Wilbert Paige Memorial
Round #5 (Wednesday, 18 July 2001)
Pre-game analysis: Interesting matchups. Ernest “Steve” Colding, the proprietor of a new chess club in Brooklyn has been shut out of the win column, but don’t write him out of this matchup. Kobese of course, is a super-solid player and Colding will undoubtedly attempt to crack his fortress with a bit of provocation. Muhammad-Simutowe is certainly the marquis matchup of the round. Muhammad is perhaps the best-prepared player in the tournament and Simutowe is a naturally-gifted player who can and will apply pressure to Muhammad’s quiet opening system. Muhammad needs three points out of five rounds to win his first IM norm and is in a good position to do so. Solomon-Simpson will probably be a slugfest. Simpson has been erratic and has not been able to get into his attacking zone. Solomon is coming off on a resounding win over IM Simutowe and is playing with a lot of confidence. Nsubuga may have problems against Schleifer. Nsubuga’s positional style is quite solid, but he cannot repeat the same positional mistakes as he did against Rogers. If he does, Schleifer will get a position like the one he got against Solomon. . . all of his black pieces entrenched in the white camp. Morrison-Rogers should be interesting; both have fighting styles. Both take few risks, but will launch attacks if there is an opening. Rogers needs a win to keep IM norm hopes within reason.
The Battle in Harlem!!
Post-mortem analysis: Colding wasted precious time in the opening and ended up getting his king stuck in the center of the board. Kobese proceeded to open all fronts to the exposed king and made quick work of the New York Master. Muhammad played his favorite London System and aggressively expanded with 15. c5!? After much speculative play, Simutowe forged ahead into unfavorable complications. He had played 11. . . f5 and then traded off his dark-squared bishop leaving the king naked. Muhammad sidestepped counterplay, forged ahead and mated Simutowe. Simpson trotted out the Blumfield Gambit against Solomon and developed activity for his pieces. While he was saddled with a blockaded isolated pawn, Simpson decided to play around isolani and conjured up a deadly attack on Solomon’s king. His 33. . . Ne3! was a thunderbolt that sent Solomon reeling. . . he resigned a few moves later.
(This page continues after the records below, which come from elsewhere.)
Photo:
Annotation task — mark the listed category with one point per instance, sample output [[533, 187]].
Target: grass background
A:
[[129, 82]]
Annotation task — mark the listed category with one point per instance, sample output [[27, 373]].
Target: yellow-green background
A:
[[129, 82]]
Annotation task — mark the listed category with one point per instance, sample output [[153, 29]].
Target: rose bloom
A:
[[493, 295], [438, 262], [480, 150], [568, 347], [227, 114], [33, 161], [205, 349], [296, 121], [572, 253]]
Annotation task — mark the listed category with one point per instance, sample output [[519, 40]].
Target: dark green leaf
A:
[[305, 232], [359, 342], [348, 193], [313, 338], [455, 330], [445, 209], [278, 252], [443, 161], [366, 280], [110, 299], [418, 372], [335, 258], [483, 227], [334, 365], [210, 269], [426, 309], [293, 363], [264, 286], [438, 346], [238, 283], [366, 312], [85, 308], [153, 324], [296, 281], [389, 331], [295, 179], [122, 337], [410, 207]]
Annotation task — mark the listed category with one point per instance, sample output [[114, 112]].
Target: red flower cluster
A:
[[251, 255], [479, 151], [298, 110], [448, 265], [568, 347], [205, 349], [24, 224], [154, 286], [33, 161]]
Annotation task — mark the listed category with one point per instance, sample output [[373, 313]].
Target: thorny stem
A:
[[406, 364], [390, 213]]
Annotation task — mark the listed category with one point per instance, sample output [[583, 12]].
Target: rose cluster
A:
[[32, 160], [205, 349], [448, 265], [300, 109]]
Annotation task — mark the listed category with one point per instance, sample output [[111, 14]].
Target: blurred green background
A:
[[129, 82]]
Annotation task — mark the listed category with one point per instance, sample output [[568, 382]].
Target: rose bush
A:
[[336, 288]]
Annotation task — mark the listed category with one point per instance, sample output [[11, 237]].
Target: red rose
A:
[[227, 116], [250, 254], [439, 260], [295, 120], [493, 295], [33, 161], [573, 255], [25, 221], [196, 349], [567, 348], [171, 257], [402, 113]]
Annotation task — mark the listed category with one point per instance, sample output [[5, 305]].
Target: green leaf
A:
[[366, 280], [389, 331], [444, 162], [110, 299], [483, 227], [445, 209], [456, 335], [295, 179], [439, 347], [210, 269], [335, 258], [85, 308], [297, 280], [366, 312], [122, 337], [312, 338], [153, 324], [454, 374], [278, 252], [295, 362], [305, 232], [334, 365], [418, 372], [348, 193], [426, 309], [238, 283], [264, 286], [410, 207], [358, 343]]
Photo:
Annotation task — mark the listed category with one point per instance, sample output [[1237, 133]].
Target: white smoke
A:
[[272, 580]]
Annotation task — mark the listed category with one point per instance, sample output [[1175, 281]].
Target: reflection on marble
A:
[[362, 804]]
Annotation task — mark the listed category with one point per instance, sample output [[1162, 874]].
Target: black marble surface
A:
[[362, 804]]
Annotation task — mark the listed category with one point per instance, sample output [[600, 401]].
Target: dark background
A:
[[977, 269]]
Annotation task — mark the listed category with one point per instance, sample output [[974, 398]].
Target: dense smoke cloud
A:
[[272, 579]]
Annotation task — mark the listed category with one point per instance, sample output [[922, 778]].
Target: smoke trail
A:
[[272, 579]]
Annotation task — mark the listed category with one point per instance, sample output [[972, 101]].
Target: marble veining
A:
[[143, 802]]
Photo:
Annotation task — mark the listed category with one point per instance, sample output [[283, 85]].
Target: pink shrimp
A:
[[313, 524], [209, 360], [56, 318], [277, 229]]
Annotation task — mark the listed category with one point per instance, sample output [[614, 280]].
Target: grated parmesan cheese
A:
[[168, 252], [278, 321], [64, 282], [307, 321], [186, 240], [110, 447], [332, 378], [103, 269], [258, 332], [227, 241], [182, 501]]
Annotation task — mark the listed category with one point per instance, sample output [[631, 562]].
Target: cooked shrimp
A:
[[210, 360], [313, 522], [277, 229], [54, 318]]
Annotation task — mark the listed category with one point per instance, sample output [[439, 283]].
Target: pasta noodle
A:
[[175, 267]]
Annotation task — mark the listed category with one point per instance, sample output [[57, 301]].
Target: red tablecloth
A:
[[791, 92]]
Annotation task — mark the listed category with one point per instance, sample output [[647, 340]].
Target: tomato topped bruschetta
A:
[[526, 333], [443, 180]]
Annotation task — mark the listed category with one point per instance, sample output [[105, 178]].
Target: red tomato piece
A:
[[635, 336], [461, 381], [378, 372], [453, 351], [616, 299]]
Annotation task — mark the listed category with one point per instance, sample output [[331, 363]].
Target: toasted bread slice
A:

Two-time Ugandan Olympian, NM Grace Nsubuga
The most heartbreaking game of the round was that of Nsubuga’s effort against Schleifer, the Canadian IM. The Ugandan national played an adventurous opening, and despite apparent misplacement of pieces, he later developed an advantage. After the game built up to a pitch, Nsubuga penetrated and then sacked an exchange for what seemed like an irresistible attack. However, he missed the best continuation after which Schleifer was happy to demonstrate the technique on how to win an ending an exchange up.
Morrison-Rogers game was perhaps one of the most exciting (from beginning to end). After a peculiar opening in which black had to play 8. . . Kf8 on move eight, black later equalized, sacked a pawn to open a file, and then “blitzed” the white king. Morrison somehow wiggled out of an inferior position, and after developing a better position in the ending, he could not make use of his extra pawn. The game was drawn.